Even Speaker of Parliament Tan Chuan-Jin jumped into the fray, saying “the verdict by the judge appears lenient.”

Decrying violence against women is the right and proper thing to do. However, we have to ask if the outrage of the PAP politicians and PAP Women’s Wing is selective.

Where was the dismay and outrage when a spousal violence analogy was inexplicably and inappropriately used on Dr Chee Soon Juan earlier this month?

If not for the Association of Women for Action and Research (AWARE), the PAP’s use of the spousal abuse analogy would have gone unchallenged.

AWARE had said in a Facebook post on 4 July: “Many members of the public have reached out to us with their concerns about this PAP press release about Chee Soon Juan, which compares a statement of Chee’s to an allegation that someone had beaten up their spouse.
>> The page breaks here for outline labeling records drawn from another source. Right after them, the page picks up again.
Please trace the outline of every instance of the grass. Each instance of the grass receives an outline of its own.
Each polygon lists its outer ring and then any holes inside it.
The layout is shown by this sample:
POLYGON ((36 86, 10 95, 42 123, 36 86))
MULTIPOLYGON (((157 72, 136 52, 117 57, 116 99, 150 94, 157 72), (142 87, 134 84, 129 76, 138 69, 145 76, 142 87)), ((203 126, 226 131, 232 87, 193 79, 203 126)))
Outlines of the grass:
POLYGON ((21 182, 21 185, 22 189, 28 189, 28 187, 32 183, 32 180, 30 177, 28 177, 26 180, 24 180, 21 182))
“This analogy is regrettable. It is insensitive to apply imagery of spousal violence to situations that have nothing to do with it.”

The spousal violence analogy used in relation to the 10 million population dispute was tactless, perhaps even reprehensible.

Yet the PAP Women’s Wing and female MPs, who “strongly denounce violence against women,” kept an eerie silence over the entire episode.

If outrage is selective, it becomes self-serving and reeks of moral hypocrisy.